There are also more rockfalls during hurricane season from June to November. The first rains of June caused 146 partial collapses of buildings and two in total in the capital, causing the death of a sixty-year-old man, according to official media.

Cary Suarez, 57, arrived at Residence Cuba in 1997 after the apartment building where she lived collapsed. She took her children to school but her mother died in the disaster.

“Living through all this and being about to relive a new (collapse) is very difficult,” she laments.

“We have exhausted all possible avenues and we have no answer,” Francisca Peña, 54, told AFP, responsible for contacting the authorities on behalf of the residents. She recognizes that the “economic crisis that the country is going through makes everything more difficult”.

The 50-year-old says she sleeps fully clothed in case she has to “run out” of the building and that it has happened several times that all the tenants rush outside after hearing a suspicious “noise”.
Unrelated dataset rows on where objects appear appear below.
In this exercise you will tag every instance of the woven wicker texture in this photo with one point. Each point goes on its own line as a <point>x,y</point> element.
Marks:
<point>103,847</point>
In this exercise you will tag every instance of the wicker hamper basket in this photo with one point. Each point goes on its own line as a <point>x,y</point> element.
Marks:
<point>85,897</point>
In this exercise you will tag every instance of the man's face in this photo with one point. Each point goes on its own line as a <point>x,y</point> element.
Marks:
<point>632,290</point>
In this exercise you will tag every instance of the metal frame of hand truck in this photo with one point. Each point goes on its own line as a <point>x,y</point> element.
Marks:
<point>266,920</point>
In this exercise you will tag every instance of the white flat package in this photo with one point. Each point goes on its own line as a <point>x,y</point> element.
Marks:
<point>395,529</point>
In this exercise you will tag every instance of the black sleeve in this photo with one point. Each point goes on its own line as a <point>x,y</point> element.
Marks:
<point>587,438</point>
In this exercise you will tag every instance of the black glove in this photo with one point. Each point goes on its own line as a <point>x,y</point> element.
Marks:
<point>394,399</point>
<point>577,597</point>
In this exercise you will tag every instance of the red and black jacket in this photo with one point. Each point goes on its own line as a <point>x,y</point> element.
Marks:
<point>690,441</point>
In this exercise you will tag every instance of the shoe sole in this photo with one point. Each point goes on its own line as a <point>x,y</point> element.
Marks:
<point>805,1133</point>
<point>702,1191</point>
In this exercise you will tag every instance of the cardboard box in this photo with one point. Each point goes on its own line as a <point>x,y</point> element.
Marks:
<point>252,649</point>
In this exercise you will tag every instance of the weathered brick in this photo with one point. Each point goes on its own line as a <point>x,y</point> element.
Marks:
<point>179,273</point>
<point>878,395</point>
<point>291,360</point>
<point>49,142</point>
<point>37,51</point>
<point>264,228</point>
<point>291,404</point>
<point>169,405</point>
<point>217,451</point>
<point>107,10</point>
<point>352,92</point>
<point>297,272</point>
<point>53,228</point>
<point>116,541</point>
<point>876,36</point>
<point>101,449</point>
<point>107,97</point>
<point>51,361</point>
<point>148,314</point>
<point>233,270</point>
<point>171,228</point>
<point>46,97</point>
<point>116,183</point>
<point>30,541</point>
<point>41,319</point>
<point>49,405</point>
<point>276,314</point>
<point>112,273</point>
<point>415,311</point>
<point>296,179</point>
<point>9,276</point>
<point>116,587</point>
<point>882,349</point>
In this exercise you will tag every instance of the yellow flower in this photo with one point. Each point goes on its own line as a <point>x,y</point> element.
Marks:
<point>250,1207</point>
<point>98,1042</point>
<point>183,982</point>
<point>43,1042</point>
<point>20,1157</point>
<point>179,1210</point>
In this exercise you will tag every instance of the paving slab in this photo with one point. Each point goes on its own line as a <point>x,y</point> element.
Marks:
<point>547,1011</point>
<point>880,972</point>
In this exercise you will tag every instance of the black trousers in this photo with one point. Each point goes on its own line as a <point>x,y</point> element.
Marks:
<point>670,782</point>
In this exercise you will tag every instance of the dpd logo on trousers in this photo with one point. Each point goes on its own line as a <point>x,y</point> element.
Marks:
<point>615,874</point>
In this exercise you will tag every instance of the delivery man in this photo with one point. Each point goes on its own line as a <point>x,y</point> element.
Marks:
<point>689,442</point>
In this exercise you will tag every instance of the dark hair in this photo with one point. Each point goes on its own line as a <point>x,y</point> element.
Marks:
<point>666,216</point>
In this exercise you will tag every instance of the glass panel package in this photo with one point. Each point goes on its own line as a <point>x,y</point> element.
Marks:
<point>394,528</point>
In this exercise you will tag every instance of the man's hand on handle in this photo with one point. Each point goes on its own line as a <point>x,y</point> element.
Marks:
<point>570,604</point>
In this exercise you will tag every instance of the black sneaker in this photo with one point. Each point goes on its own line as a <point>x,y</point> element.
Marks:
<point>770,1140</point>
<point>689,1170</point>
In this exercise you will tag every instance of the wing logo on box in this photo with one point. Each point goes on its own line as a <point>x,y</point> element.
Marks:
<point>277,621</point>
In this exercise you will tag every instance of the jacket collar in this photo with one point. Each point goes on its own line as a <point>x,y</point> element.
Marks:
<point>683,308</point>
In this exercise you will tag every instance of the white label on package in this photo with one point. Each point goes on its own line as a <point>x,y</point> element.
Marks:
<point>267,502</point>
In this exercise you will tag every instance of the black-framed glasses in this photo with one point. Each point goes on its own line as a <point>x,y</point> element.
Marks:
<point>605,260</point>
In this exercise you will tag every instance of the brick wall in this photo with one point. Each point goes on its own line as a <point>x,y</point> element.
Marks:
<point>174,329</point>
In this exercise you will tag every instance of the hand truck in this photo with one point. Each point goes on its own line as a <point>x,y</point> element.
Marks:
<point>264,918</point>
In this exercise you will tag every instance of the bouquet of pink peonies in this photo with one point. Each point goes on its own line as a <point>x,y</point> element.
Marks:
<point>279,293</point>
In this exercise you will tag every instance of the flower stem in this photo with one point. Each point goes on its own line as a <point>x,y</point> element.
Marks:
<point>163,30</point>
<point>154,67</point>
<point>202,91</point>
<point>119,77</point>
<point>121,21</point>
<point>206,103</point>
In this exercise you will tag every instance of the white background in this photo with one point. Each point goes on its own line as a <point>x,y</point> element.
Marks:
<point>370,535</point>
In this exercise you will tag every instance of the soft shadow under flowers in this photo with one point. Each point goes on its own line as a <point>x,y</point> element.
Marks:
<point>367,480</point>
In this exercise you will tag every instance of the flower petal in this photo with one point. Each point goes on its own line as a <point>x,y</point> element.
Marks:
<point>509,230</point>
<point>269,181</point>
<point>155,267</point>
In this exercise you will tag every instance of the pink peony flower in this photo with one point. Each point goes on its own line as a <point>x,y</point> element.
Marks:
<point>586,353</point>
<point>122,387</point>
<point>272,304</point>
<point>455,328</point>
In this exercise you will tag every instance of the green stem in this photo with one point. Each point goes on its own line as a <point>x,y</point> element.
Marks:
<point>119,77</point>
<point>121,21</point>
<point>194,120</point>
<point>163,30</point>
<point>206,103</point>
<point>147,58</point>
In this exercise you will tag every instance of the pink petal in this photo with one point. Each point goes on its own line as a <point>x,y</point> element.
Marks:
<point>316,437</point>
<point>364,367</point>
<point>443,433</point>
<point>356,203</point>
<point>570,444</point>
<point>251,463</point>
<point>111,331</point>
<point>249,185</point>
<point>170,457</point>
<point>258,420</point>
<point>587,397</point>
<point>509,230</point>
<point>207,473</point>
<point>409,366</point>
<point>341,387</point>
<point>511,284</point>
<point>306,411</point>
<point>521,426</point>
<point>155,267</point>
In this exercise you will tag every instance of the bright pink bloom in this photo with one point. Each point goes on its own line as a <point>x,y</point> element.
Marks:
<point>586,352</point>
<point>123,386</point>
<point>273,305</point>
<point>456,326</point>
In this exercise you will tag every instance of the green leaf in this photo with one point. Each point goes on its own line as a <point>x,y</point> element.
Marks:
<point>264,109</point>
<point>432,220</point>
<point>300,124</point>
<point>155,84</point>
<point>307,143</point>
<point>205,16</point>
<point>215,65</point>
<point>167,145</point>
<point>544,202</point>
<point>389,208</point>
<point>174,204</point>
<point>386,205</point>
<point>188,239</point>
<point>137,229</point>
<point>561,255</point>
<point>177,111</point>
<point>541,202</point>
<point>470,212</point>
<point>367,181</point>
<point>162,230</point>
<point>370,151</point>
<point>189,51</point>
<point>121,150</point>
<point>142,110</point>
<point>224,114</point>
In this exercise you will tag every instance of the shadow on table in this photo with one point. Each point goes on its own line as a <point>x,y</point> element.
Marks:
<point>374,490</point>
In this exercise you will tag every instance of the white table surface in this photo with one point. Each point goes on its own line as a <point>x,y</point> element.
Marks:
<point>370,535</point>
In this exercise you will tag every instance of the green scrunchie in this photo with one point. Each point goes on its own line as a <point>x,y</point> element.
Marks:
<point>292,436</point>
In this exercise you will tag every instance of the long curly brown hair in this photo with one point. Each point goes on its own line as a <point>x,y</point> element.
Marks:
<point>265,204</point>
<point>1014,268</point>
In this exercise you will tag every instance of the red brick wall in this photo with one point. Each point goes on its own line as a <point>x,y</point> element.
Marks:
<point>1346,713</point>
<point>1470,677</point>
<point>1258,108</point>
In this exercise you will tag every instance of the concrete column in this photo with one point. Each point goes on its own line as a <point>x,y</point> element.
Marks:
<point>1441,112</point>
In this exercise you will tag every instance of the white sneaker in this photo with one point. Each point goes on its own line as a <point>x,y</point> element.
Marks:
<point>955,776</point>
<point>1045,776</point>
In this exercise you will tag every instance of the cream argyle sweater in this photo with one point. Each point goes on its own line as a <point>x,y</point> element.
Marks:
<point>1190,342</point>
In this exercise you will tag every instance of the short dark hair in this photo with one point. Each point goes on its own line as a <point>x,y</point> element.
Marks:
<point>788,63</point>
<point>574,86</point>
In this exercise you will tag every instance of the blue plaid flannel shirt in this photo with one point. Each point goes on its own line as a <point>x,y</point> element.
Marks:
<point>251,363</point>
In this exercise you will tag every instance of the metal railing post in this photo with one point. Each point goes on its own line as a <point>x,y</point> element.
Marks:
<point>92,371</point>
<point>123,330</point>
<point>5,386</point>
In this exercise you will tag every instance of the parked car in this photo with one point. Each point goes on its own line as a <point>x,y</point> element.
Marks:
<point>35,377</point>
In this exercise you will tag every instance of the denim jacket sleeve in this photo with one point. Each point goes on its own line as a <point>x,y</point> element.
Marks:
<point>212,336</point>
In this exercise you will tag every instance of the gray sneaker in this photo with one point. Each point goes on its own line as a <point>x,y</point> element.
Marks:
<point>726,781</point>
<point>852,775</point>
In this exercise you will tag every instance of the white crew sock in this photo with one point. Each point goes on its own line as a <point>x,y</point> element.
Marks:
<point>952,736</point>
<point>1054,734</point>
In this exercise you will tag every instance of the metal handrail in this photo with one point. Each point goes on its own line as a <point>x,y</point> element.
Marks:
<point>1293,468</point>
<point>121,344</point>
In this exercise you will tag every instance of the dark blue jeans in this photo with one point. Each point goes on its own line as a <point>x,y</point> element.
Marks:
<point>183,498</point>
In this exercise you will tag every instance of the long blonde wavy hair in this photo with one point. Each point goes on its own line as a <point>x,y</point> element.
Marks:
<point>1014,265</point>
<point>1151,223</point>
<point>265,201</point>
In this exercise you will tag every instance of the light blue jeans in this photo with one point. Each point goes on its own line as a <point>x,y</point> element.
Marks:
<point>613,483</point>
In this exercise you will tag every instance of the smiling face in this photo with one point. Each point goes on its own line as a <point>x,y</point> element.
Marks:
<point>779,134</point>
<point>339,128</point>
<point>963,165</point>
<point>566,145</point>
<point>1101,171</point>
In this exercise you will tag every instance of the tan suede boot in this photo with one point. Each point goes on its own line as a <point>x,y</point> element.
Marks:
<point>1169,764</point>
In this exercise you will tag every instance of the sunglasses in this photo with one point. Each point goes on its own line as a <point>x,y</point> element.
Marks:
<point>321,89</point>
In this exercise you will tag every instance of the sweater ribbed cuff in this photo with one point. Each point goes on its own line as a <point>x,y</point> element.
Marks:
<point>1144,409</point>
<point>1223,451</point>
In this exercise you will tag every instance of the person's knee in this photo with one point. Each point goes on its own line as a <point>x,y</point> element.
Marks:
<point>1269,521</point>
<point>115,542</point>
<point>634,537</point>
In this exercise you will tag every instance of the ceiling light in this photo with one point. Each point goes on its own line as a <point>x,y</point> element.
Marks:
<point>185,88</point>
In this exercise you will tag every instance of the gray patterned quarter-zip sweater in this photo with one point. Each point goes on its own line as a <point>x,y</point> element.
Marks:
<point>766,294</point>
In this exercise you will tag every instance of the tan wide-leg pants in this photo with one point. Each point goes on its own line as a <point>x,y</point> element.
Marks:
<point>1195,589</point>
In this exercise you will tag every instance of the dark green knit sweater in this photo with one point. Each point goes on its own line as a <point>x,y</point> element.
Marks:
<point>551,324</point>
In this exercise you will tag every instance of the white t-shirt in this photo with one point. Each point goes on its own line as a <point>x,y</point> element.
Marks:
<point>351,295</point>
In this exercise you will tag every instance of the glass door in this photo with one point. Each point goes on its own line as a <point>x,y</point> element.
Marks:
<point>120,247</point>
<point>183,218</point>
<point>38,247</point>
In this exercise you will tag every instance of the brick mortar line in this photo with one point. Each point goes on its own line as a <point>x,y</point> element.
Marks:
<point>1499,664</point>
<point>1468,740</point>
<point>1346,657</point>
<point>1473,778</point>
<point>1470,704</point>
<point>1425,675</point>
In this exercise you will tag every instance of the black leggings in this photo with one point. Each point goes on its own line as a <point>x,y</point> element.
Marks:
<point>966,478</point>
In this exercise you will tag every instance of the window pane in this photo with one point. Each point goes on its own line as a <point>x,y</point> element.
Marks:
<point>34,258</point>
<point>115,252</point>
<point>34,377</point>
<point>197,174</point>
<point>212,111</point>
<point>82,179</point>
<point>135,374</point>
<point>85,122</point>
“I have dark circles under my eyes, I can’t sleep, I live waiting for a section (of the building) to come off,” says Luvia Diaz, a 50-year-old social worker who lives crammed into the last floor with her companion, her three daughters and a grandson.

Heavy rains in early June caused the ceiling in his bedroom to partially collapse, falling onto a bed. “If my daughter had been sleeping, there would have been a tragedy.”

All the inhabitants share their fears but the story of “Pumpa”, 31, who refused to reveal his identity, is the most terrible.

At two years old, sitting in the hallway on the first floor, she received a piece of ceiling on the head and had to undergo a cranial reconstruction operation.

“I’m afraid to live here (…) because the second time, I won’t survive,” she said, cleaning her home.